Good Kids at Pitt Stages

November 18, 2015
Written by: Michelle Pilecki
Published by: Pittsburgh City Paper

Playwright Naomi Iizuka tackles a difficult subject with grace, honesty and even a sense of poetry in Good Kids. The University of Pittsburgh Department of Theatre Arts does full justice to the 2014 one-act with a solid ensemble directed by Kimberly Griffin and Lisa Jackson-Shebetta in the intimate Henry Heymann Theatre.

Much of the play draws upon the 2012 rape by members of the Steubenville High School football team of a girl from West Virginia (“across the river,” noted several times in Good Kids), and its subsequent explosion on social media. The various assaults upon the unconscious victim were cheerfully, often jeeringly recorded on the boys’ phones and widely texted to friends and posted on Internet sites.

How could “good kids” commit such a monstrous act and boast about it?
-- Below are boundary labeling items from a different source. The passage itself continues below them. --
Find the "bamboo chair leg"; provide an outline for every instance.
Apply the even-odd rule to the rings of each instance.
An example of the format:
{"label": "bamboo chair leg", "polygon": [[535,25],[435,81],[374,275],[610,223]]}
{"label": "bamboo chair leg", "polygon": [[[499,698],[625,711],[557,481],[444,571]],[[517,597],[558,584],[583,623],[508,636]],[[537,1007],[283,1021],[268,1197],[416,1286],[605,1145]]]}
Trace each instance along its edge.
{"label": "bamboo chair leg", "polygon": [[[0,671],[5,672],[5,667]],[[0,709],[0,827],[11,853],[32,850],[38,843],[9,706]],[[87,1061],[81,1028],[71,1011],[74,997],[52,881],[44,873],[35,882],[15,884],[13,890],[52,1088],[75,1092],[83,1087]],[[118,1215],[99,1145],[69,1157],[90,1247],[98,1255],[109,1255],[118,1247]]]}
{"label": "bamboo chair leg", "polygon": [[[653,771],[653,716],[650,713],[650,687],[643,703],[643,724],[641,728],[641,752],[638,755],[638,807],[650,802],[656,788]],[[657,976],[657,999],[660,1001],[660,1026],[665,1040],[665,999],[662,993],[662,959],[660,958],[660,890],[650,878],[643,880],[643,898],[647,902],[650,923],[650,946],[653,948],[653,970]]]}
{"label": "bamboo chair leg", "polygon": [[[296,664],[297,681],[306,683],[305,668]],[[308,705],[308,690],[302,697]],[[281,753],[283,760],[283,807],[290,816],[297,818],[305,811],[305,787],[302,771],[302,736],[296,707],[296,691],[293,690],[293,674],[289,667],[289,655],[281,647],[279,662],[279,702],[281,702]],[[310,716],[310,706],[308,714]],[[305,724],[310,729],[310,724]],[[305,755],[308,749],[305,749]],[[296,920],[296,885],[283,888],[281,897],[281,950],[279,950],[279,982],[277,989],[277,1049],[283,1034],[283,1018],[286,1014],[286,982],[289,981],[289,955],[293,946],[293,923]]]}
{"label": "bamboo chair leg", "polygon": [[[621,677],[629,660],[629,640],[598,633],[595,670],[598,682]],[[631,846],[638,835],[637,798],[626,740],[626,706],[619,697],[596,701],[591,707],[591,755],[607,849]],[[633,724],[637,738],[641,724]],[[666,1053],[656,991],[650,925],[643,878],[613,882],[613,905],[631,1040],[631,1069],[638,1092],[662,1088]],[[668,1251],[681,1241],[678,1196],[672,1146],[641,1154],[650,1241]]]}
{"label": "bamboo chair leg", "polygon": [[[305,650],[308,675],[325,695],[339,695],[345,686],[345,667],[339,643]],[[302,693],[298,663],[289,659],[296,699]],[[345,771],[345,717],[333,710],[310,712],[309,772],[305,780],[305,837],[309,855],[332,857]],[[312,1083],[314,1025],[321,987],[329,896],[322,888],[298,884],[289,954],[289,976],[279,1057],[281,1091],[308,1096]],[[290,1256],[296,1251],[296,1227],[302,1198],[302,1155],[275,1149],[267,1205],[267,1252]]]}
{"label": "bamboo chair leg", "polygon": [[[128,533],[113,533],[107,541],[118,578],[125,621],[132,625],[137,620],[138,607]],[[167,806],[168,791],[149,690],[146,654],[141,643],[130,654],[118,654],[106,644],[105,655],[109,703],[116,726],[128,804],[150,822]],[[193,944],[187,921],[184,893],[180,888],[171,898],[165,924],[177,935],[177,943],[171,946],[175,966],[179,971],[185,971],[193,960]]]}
How could their classmates, “good kids,” join in the shame-and-blame game on a fellow teenager, another “good kid”? Iizuka plays with time, weaving the action from the immediate aftermath of the crime with its lead-up, probing the perspectives of the students. Before the incident, Good Kids targets the unknowability of the Truth and the evanescence of Belief. After the crime, Good Kids focuses on Guilt: shared, dodged and reluctantly accepted. Lives are shattered. Many questions, but no satisfactory answers.